Technical communicators have many choices when it comes to project management tools—this case study examines three useful ones to consider.

By Dr. Liz Herman | Fellow, Celeste Graeff, and Kelly Kaiser

A comprehensive project plan includes creation and maintenance of a project schedule. Technical communicators should, at a minimum, be included in the project schedule and should understand how to schedule their work within a larger project schedule. In some organizations, the technical communicator may be responsible for managing the project schedule in total with input from the project manager and the project team. Management of the schedule entails ensuring all discrete tasks are included, owners are assigned, dependencies are charted, and task statuses are kept current.

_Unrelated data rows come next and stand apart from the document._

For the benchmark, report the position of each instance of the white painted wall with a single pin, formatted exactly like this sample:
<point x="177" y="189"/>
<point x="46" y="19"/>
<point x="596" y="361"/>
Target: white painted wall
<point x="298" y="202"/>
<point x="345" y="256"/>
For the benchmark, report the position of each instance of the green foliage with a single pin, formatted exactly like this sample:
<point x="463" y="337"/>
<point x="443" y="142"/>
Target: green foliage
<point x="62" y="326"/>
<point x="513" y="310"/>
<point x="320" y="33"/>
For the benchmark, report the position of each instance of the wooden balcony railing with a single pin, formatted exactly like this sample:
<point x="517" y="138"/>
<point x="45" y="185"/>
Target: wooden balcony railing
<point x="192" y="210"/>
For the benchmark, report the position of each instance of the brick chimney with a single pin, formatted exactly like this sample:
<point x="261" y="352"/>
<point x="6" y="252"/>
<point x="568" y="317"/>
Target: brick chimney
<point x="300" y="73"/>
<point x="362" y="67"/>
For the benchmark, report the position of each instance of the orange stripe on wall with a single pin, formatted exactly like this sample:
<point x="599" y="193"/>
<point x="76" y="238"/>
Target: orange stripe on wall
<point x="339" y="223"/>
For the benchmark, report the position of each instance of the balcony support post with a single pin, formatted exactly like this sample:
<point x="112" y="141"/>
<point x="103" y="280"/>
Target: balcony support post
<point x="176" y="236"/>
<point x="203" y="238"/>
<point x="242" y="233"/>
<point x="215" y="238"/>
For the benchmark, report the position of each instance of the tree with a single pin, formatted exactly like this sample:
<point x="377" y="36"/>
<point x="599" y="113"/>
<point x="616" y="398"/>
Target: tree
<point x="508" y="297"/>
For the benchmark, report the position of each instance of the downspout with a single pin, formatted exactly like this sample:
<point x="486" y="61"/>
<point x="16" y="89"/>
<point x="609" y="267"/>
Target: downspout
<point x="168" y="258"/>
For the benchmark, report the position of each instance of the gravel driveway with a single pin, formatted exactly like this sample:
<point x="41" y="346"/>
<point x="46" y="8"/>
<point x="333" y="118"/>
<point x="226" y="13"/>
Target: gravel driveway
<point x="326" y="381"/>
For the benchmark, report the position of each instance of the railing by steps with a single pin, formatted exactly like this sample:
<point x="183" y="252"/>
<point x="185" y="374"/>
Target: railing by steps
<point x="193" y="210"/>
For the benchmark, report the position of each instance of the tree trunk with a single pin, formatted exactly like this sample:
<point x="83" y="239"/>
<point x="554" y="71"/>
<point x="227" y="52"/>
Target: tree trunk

There are numerous software tools to use for project scheduling, from the simple to the complex. The selection of a project schedule tool is directed by the complexity of the project, the availability of the tool, and even user preference. While a table created in Microsoft® Excel® might work for a simple, small project with two or three team members, a complex project, such as revising an entire training curriculum with multiple tasks, milestones, and designers, requires something more robust. Regarding project management tools, your organization may dictate what project teams use to track. You may have a personal preference when it comes to selecting a project management tool—something you are already familiar and comfortable with.

Project scheduling tools can vary during a project. For example, on a recent project, the team’s project schedule migrated from Jira software to Microsoft® Project. In addition, Smartsheet was the scheduling tool of choice for a subset of content management tasks. This article introduces each of these project scheduling tools and how each tool benefitted the project at specific times during its lifecycle. Pros and cons of each will be shared to give technical communicators a solid understanding of these tools, should they wish to use them on future projects.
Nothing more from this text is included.